Since the market was illiquid, we realized that it was impossible to determine the "fair value" in the near term. We thus agreed to a so-called future "buy or sell" arrangement. Over the following three years, on the anniversary of our agreement, the bank would name the price for any existing loan on its books, and the government would have the option to "buy" or "sell" that loan at that price.
 
The goal was for the government to minimize the amount of money it would have to inject to make up the difference between the market and face values of bad loans, and for us not to have to bear the losses from the bad loans we had inherited when we bought the failed bank from the government. This arrangement gave us the time to work out or to improve the value of these loans, and perhaps for the loan value to recover over time. If it didn't fully recover, and on one of the anniversaries we valued a problem loan at 70 cents on the dollar and the government agreed, we would receive an injection of 30 cents to make us whole. But if the government thought we were lowballing it, the government could buy the loan from us at full face value -- $1 -- and sell it to other investors at a higher price, say 80 cents. This would leave taxpayers with a loss of only 20 cents, as opposed to 30.
 
The beauty of this methodology is severalfold. First, the government did not have to sell bank assets to private investors at deeply distressed value in the depth of a financial crisis -- a move which would have incurred huge losses for taxpayers. Over time, as the economy recovers, the loan value is likely to improve.
 
Second, the bank was no longer crippled by the burden of bad assets because it knew they were ultimately protected by the government. The new investors could concentrate on fixing the operations of the bank and making new loans.
 
Third, the plan removed any incentive for the privatized bank to cheat the government.
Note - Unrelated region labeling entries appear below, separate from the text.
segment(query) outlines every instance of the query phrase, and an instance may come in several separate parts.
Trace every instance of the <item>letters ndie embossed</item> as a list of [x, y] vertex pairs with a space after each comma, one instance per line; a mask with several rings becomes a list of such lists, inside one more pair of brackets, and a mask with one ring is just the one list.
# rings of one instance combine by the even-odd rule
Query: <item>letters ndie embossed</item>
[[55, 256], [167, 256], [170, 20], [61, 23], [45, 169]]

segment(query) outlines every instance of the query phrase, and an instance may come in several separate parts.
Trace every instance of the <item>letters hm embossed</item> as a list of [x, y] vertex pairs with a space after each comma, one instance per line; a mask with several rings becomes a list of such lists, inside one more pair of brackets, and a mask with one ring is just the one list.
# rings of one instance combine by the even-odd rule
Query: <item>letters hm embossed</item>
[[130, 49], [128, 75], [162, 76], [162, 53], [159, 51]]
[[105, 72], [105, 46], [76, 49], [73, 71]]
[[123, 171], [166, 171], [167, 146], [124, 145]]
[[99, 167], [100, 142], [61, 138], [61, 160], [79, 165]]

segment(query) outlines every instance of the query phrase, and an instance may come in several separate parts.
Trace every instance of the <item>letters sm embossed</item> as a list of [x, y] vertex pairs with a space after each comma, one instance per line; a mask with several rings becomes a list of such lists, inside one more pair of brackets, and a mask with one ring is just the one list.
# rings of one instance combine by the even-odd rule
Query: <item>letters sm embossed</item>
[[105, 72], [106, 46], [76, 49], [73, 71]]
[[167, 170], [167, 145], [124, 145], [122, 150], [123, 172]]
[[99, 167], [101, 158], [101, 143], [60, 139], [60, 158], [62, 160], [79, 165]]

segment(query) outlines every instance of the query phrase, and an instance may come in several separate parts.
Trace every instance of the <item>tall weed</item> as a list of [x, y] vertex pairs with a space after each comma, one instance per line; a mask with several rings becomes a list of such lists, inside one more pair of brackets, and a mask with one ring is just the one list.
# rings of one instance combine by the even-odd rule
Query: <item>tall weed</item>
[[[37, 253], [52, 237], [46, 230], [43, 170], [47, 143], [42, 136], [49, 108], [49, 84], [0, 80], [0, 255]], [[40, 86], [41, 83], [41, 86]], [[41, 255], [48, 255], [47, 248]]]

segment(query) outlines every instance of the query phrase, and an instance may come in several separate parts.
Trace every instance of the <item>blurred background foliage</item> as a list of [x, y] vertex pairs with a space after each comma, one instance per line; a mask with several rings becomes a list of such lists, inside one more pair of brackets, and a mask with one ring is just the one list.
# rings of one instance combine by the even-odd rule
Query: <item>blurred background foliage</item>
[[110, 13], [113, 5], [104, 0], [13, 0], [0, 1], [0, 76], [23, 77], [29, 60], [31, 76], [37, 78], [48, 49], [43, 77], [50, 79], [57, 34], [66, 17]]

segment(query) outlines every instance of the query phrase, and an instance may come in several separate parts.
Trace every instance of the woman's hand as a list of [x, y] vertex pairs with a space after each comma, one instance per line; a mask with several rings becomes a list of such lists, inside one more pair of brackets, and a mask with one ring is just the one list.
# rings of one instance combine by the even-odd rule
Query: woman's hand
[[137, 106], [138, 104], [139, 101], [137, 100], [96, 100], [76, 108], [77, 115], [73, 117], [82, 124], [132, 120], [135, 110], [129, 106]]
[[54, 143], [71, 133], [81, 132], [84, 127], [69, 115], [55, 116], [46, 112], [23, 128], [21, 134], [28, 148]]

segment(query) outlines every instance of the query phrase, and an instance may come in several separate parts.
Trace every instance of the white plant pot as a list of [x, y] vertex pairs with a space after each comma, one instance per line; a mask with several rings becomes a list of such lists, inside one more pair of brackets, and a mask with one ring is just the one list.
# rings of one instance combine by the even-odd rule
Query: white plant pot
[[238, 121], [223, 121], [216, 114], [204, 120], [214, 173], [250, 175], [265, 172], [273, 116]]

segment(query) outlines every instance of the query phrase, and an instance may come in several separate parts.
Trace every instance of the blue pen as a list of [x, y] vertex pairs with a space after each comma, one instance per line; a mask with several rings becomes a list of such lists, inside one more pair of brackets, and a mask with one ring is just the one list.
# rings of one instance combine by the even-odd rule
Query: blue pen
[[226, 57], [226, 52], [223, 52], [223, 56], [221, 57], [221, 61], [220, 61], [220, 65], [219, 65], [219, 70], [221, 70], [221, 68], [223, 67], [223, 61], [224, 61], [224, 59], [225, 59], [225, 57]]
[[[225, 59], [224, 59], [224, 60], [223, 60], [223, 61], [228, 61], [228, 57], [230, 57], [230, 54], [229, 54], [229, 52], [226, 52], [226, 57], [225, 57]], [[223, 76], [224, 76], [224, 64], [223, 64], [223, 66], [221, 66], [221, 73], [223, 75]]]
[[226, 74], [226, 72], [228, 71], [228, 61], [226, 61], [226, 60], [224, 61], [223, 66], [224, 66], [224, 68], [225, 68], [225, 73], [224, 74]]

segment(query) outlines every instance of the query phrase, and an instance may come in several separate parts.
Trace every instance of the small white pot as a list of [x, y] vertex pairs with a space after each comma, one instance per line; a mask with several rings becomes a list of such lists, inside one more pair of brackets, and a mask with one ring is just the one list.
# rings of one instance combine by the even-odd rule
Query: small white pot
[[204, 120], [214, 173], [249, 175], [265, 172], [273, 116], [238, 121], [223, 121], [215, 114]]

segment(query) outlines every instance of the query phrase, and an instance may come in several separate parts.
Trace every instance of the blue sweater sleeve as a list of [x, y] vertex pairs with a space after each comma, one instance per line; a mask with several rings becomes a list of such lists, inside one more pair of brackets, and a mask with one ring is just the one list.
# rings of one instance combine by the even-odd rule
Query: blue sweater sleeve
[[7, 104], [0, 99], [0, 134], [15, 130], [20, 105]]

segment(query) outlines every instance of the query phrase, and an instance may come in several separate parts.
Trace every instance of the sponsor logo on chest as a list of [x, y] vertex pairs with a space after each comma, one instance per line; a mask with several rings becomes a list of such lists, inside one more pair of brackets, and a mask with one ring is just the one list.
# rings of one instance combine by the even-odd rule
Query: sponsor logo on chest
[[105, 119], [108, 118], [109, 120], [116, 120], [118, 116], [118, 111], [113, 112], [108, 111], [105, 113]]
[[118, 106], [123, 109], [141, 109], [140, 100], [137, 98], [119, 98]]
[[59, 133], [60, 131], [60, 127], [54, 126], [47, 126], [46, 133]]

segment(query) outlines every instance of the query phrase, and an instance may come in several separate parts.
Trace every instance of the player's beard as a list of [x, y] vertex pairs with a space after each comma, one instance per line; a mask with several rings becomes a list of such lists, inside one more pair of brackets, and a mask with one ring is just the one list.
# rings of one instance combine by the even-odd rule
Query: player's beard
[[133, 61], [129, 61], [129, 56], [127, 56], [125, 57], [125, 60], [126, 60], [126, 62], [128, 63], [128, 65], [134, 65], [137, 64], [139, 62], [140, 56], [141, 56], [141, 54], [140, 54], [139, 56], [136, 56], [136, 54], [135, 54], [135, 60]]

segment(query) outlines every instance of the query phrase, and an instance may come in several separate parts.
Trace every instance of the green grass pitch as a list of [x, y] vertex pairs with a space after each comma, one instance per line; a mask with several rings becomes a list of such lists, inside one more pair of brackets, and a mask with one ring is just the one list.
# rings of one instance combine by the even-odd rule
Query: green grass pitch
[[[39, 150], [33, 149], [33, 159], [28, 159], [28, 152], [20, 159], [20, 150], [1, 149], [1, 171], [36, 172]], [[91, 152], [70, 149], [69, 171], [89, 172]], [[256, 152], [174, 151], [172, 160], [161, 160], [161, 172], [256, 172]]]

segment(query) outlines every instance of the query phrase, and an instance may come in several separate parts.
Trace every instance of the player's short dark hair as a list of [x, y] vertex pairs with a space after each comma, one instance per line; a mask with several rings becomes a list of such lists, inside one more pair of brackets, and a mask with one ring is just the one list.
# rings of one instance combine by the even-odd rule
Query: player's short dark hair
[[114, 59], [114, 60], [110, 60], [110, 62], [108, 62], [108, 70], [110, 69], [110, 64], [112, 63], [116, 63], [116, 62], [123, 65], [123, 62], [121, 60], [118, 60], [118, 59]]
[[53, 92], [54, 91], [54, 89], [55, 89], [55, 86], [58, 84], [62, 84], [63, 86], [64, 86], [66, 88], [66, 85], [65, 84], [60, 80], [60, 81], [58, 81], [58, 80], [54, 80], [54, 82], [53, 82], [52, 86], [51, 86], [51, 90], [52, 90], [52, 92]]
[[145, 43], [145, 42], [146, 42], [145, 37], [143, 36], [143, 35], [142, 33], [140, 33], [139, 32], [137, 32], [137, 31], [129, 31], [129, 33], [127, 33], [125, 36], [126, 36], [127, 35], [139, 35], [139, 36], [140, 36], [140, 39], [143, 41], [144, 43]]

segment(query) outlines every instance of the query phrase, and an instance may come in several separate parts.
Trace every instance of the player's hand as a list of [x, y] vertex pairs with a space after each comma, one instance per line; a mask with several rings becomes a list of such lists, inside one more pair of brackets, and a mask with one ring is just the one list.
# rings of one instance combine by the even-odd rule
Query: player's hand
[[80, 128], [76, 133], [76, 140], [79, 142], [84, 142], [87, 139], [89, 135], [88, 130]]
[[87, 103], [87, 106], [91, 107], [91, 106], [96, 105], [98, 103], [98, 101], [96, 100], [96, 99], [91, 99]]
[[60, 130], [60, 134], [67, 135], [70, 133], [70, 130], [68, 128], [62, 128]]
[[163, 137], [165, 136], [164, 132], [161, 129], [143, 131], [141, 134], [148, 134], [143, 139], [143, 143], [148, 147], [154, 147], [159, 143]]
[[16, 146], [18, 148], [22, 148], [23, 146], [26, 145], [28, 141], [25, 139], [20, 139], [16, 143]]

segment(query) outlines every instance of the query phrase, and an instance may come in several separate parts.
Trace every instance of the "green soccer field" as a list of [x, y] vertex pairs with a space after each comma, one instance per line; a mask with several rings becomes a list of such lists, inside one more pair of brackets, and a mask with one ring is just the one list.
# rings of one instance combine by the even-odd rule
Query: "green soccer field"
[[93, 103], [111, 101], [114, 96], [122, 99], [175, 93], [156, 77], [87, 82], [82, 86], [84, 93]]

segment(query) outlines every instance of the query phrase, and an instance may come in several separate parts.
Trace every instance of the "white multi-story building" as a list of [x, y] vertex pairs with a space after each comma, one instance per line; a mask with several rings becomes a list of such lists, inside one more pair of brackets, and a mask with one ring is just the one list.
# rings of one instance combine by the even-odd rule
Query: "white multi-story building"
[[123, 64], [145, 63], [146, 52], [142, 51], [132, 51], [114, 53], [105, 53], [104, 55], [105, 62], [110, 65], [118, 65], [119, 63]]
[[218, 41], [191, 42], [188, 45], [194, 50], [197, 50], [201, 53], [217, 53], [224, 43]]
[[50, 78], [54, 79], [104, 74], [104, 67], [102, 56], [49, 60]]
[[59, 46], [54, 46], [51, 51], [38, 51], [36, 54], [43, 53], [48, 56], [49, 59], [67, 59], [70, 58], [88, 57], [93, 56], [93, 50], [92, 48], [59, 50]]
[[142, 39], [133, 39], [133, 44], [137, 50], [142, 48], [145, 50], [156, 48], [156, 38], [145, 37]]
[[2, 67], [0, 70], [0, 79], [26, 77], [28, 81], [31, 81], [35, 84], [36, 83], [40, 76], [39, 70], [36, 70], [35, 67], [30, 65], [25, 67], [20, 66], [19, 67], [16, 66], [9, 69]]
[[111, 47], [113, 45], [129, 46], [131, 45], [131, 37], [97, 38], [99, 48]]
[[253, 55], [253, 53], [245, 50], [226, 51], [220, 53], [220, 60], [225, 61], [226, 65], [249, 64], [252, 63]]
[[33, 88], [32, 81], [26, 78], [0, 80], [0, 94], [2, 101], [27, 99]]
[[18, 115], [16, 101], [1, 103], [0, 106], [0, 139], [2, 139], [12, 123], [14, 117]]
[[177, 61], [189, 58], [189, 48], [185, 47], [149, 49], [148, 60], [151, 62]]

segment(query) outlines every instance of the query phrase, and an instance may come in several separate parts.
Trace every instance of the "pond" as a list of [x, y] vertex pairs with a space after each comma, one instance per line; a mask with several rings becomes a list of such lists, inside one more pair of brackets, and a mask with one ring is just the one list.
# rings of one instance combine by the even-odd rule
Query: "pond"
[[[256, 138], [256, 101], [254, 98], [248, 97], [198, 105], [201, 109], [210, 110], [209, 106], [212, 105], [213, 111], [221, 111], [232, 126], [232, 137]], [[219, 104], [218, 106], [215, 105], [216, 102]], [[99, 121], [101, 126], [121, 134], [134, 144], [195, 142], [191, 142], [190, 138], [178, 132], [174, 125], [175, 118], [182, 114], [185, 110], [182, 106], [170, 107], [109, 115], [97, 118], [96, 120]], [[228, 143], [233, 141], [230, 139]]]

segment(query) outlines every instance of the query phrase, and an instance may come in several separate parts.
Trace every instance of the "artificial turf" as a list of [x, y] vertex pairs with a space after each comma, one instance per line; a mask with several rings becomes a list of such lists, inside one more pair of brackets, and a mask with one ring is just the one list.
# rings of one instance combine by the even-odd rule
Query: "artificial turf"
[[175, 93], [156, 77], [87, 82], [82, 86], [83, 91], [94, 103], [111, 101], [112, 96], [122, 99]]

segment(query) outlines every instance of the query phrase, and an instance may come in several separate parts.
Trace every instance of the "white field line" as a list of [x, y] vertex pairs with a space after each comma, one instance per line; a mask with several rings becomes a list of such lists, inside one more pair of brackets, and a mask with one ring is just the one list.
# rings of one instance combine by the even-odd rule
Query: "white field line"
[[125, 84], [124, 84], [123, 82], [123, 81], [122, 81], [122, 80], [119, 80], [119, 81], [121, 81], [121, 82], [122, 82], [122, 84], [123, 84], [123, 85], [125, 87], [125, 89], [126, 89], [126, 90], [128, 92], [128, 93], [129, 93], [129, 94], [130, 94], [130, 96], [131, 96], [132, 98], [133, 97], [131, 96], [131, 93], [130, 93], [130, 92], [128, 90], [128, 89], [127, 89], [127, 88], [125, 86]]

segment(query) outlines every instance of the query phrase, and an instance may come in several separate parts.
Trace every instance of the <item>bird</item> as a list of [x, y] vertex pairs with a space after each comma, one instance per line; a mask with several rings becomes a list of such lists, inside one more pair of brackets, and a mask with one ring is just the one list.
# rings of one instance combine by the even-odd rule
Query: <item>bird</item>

To a bank, an interest-yielding asset is more valuable than cash. Therefore a bank would want to hold on to an asset, and more importantly to a customer, as long as the loan is safe. In our buy-sell arrangement, if the bank mistakenly underpriced a loan or tried to lowball its value, the government would buy it with cash and the bank would lose the loan and the customer. If the bank overpriced the asset, the bank would risk losses as it would get stuck with a loan for less than its book value. Therefore, the bank was incentivized to work out the loan to the best of its abilities and to price it as accurately as possible.
 
This methodology worked so well for the Korean government that, three years later, after the program ended, the government had spent a fraction of its original budget to rescue the bank. Under the new owners, many of the nonperforming loans were worked out and recovered, along with the recovery of the Korean economy.
 
In retrospect, the methodology was the best deal for taxpayers. It did not give investors as much gain as government-assisted bank deals elsewhere at that time, which allowed new investors to buy assets at substantially marked down values and capture significant windfall gains when the market and asset value recovered. We earned our upside from revitalizing and building up the bank, not from gains on legacy assets at taxpayer expense. Both the Korean government and Newbridge eventually realized many times their investments when the banks recovered and were sold off five years later.
 
Like Korea a decade ago, the U.S. government is left with little choice but to nationalize insolvent banks. Mr. Geithner now needs to flesh out the methodology through which he's going to relieve these banks of their bad loans. There is no lack of capital in America today, or in the world beyond it. Mr. Geithner can make it flow again, if he only looks to Seoul's example for how to do it.
 
Mr. Shan is a partner at TPG Capital. The views expressed in this article are strictly his own.